A small-town judge with three wives was ordered removed from the bench by the Utah Supreme Court on Friday.

The court unanimously agreed with the findings of the state's Judicial Conduct Commission, which recommended the removal of Judge Walter Steed for violating the state's bigamy law.

Steed has served for 25 years on the Justice Court in the polygamist community of Hildale in southern Utah, where he ruled on such matters as drunken driving and domestic violence cases.

The commission last year sought his removal from the bench after a 14-month investigation determined Steed was a polygamist and had violated Utah's bigamy law. Bigamy is a third-degree felony in Utah punishable by up to five years in prison and up to $5,000 in fines.

Steed scheduled a news conference for Friday afternoon to discuss the ruling.

The initial complaint against him was filed in 2003 by Tapestry Against Polygamy, a group founded by women who had left the secretive colonies.

Steed legally married his first wife in 1965, according to court documents.
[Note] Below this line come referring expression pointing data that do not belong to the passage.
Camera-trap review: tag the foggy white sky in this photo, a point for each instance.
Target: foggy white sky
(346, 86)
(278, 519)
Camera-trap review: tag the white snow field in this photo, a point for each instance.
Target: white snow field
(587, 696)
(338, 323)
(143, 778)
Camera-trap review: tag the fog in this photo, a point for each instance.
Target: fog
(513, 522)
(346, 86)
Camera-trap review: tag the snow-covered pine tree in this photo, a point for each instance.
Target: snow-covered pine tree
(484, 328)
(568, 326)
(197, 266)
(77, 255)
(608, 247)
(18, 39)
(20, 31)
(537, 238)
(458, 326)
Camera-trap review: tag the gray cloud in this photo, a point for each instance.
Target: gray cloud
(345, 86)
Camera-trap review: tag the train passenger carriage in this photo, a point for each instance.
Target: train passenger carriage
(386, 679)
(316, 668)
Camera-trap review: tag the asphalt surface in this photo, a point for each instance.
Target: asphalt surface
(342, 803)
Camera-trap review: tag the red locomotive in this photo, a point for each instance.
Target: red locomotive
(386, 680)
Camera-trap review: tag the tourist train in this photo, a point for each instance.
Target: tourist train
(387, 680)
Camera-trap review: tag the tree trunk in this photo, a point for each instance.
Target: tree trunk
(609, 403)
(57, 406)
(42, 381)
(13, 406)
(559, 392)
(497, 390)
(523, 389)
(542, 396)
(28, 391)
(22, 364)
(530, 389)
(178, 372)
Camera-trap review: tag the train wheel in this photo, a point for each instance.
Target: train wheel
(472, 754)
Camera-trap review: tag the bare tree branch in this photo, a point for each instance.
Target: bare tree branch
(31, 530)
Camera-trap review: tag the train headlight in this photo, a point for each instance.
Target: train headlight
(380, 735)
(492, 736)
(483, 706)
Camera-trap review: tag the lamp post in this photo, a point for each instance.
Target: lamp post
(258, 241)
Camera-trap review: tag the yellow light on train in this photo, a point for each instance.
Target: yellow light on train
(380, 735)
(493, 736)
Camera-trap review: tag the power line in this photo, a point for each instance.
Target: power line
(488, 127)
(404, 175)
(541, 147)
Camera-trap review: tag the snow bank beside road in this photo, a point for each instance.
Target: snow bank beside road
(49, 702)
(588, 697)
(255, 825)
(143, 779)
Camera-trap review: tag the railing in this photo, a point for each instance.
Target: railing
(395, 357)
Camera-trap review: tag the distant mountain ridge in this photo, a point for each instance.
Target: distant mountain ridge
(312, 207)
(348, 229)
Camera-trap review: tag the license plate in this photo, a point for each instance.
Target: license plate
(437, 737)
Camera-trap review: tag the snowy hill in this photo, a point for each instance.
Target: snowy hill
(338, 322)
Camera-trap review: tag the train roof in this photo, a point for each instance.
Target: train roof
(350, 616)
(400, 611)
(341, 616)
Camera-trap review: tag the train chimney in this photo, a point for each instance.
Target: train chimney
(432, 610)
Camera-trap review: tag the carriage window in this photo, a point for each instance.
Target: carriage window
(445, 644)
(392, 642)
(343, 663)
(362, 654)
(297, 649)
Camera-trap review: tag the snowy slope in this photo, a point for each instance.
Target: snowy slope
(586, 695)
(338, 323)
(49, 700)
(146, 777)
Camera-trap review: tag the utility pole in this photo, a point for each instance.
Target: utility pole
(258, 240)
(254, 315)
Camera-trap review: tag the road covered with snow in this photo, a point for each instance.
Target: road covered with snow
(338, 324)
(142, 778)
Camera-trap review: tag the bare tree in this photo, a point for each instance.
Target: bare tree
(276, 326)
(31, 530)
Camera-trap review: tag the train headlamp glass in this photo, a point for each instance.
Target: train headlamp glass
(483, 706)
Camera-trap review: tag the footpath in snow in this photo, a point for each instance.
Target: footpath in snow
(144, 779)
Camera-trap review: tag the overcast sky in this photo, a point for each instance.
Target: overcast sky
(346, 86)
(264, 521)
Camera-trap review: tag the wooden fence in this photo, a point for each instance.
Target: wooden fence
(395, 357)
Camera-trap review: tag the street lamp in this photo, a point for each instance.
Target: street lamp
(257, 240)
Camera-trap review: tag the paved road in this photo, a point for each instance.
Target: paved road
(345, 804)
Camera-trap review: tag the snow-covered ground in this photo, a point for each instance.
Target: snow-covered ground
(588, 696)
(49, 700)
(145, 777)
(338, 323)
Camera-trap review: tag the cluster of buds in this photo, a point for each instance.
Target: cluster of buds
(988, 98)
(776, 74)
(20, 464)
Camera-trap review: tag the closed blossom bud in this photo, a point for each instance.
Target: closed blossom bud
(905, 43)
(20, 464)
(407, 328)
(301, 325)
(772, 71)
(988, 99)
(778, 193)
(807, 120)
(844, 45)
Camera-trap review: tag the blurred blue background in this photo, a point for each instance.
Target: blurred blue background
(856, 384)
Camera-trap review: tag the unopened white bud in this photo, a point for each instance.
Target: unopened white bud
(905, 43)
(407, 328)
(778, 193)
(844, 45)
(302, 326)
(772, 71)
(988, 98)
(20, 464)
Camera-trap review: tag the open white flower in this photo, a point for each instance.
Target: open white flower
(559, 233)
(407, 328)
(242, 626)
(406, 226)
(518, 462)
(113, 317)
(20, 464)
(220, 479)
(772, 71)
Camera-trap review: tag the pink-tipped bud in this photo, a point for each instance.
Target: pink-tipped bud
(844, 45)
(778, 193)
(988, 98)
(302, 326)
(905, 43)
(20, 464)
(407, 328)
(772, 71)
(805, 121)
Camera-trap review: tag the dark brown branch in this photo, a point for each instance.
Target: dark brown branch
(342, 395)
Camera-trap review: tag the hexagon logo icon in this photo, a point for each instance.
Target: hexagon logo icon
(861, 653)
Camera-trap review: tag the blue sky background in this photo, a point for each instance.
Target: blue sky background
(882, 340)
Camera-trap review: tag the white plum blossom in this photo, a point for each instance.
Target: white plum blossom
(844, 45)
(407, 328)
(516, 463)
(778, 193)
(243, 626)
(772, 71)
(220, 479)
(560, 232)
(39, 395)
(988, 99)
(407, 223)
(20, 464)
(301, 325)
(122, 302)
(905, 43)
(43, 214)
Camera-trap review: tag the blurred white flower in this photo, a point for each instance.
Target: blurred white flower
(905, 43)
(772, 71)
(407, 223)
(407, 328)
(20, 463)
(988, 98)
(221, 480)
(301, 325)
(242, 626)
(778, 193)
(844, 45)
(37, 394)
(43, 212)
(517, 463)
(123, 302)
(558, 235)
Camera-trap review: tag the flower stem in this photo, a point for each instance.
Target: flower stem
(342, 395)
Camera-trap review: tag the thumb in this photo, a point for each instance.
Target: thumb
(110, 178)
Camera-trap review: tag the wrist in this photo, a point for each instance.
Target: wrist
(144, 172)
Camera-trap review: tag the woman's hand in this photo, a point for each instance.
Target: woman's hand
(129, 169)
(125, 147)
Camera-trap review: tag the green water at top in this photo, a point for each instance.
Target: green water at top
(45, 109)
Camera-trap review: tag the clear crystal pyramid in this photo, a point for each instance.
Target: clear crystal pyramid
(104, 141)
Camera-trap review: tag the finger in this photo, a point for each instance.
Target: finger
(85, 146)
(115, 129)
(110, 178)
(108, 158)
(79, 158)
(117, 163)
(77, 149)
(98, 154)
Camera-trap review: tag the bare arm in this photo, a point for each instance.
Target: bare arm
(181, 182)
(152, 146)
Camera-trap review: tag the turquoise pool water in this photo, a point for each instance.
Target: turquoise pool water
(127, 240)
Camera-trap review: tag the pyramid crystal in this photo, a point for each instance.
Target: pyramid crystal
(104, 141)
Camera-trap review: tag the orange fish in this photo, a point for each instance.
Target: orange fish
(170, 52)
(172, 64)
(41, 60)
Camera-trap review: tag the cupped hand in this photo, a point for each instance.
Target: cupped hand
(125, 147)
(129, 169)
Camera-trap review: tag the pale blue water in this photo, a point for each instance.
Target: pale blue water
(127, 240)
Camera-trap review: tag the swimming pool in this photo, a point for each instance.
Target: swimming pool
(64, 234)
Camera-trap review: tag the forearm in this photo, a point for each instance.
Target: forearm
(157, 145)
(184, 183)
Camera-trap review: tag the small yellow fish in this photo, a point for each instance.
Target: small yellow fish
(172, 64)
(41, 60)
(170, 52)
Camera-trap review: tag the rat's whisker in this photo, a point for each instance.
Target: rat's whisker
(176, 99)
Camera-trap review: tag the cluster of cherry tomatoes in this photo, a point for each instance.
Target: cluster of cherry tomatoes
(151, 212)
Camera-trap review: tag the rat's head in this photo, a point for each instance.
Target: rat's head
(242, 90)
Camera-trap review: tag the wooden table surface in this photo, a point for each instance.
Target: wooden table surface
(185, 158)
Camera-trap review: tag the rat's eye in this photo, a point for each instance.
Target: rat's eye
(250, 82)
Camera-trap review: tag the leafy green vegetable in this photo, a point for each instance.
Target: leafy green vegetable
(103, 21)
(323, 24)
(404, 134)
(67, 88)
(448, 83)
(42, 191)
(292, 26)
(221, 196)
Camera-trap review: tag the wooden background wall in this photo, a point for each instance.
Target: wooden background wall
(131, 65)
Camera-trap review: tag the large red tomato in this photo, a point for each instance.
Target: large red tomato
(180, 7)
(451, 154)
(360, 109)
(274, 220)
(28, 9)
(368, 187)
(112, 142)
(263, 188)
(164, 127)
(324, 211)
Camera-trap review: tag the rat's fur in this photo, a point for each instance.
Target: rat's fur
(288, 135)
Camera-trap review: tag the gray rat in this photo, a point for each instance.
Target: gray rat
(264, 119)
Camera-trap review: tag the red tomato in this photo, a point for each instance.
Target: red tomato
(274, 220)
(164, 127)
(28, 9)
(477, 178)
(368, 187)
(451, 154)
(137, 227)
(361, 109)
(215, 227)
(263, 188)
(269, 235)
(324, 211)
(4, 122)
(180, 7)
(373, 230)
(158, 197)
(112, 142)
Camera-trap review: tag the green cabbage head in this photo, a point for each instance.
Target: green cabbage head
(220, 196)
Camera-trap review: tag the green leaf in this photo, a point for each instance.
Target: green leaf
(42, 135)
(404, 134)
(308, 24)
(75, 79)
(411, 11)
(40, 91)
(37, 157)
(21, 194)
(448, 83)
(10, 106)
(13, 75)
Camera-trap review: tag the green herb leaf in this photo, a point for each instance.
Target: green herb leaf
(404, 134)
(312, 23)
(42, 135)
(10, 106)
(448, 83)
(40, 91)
The second and third wives were married — or "sealed" as the Fundamentalist Church of Jesus Christ of Latter Day Saints refers to it — to him in religious ceremonies in 1975 and 1985. The three women are sisters.

Plural marriage was an original tenet of the mainline Mormon church, but the faith abandoned the practice in 1890. About 30,000 polygamists, who split from the main church into various fundamentalist sects, are believed to be living in Utah, the Southwest, Mexico and Canada.